Zdania, że raport doprowadził do przełomu, jest jednak Antoni Macierewicz, który przewodniczy komisji. Jego zdaniem katastrofa była zamachem na głowę państwa, co należy udowodnić.
Jak czytamy na stronie Polskiego Radia 24, podkomisja smoleńska, składając wniosek o śledztwo, powoływała się między innymi na artykuł 134 kodeksu karnego. Ten dotyczy zamachu na prezydenta RP, za co grozi kara 25 lat więzienia.
Macierewicz chce nowego zespołu prokuratorów, którzy zbadają katastrofę smoleńską
Sposobem na udowodnienie, że teza przedstawiona przez byłego szefa MON jest prawdziwa, mają być efekty pracy prokuratorów, o czym mówił na antenie rozgłośni sam Antoni Macierewicz.
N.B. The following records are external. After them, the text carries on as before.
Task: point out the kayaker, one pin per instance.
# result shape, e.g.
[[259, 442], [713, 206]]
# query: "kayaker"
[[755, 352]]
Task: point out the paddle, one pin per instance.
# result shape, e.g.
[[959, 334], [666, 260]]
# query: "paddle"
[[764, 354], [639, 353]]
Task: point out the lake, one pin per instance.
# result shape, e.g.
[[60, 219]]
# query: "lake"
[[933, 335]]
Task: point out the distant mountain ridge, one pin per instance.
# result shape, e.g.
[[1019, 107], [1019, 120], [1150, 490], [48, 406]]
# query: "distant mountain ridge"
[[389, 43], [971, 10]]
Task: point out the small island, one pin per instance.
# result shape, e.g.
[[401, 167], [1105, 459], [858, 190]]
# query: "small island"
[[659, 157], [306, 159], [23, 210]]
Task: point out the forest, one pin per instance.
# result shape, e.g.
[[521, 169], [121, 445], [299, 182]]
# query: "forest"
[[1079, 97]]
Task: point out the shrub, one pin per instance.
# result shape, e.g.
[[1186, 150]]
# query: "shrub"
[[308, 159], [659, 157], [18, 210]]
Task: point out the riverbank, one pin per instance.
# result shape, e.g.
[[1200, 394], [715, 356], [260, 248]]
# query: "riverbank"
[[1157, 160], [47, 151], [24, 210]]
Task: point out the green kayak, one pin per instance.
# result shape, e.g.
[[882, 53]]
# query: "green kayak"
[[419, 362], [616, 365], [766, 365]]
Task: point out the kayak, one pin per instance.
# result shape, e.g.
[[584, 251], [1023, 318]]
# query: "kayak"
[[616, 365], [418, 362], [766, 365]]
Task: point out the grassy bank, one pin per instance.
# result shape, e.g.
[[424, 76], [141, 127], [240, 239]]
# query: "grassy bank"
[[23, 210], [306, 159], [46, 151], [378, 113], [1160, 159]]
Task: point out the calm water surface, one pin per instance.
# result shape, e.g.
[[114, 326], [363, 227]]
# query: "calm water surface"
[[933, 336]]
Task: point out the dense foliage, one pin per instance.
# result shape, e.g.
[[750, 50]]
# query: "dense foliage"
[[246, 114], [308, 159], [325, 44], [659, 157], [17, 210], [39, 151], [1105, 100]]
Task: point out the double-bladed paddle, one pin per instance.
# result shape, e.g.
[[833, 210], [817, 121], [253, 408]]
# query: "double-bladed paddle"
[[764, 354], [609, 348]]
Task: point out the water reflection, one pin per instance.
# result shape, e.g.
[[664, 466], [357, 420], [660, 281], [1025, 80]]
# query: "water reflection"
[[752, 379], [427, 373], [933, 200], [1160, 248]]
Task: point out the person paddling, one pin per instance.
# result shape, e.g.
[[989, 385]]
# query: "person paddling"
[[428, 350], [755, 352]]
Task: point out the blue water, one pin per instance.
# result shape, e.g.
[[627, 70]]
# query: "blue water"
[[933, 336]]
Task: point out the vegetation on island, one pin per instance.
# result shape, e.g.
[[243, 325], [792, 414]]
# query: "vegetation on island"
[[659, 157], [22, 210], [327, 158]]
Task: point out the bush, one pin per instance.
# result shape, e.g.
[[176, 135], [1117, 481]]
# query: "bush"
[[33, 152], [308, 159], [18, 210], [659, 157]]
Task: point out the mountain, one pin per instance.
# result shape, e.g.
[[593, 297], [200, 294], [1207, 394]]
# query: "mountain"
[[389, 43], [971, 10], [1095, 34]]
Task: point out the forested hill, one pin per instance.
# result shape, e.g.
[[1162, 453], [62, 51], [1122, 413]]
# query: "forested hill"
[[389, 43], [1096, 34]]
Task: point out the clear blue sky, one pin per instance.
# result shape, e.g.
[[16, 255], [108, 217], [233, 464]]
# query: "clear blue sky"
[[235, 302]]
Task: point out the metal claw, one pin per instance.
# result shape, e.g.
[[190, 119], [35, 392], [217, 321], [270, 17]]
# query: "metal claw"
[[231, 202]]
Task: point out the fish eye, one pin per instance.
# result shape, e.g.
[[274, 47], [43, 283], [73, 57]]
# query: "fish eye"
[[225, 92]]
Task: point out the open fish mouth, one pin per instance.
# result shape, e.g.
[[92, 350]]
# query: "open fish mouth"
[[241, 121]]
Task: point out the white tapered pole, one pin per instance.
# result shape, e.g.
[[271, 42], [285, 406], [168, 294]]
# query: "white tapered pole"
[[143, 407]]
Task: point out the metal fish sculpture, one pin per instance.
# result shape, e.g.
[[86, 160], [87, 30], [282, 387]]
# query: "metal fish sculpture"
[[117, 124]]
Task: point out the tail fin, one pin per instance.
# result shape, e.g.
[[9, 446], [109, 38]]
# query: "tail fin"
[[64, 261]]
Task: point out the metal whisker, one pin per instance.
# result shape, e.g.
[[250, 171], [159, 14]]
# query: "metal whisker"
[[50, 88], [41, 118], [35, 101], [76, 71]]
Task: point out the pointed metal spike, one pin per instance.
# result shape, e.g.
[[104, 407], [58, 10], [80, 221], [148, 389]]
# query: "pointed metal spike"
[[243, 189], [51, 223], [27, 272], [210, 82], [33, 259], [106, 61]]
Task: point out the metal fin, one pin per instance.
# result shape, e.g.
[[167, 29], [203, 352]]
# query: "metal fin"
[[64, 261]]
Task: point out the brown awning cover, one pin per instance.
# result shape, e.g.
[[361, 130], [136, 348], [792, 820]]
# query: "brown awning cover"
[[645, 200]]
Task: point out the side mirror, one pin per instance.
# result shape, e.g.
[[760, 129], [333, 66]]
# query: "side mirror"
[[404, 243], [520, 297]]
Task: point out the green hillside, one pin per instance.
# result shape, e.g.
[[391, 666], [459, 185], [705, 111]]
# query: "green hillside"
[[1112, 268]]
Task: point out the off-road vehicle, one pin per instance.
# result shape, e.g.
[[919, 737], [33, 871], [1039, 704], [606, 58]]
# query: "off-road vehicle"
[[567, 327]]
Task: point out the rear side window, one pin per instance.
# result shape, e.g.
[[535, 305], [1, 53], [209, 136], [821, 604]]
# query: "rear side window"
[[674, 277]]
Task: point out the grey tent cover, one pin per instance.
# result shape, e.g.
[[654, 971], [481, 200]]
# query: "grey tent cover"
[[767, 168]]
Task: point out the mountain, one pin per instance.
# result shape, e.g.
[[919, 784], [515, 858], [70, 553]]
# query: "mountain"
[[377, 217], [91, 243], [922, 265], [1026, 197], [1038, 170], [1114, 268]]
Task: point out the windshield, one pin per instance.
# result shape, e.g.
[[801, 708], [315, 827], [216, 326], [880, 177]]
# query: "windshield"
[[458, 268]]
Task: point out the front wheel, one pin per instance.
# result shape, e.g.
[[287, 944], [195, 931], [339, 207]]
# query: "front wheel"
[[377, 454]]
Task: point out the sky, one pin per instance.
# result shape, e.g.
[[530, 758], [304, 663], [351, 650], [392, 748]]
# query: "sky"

Jak wskazał, chodzi o powołanie zupełnie niezależnej grupy. Zapewnił także, że w sprawie poczynił już pewne konkretne kroki.
– Zawiadomienie zostało skierowane do ministra sprawiedliwości/prokuratora generalnego w celu stworzenia nowego zespołu prokuratorskiego – mówił szef podkomisji i dodał, że ma nadzieję na szybkie powołanie takiego zespołu.
Antoni Macierewicz wskazał ponadto, że prokuratorzy dostaną pełną dokumentację, która uzasadnia postawioną tezę. Ta liczy 1500 stron, a "dokumenty mają bardzo dużą wagę". Macierewicz podkreślał, że do zawiadomienia dołączona jest treść odtajnionego szyfrogramu, który przesyłał z ambasady w Moskwie attaché wojskowy do MON.
Przypomnijmy, że Jarosław Kaczyński podczas oficjalnych uroczystości z okazji 13. rocznicy katastrofy pod Smoleńskiem zapowiedział kolejne śledztwo w tej sprawie. – Wierzę, że znajdą się odważni prokuratorzy, którzy poprowadzą tę sprawę – mówił niedawno prezes Prawa i Sprawiedliwości.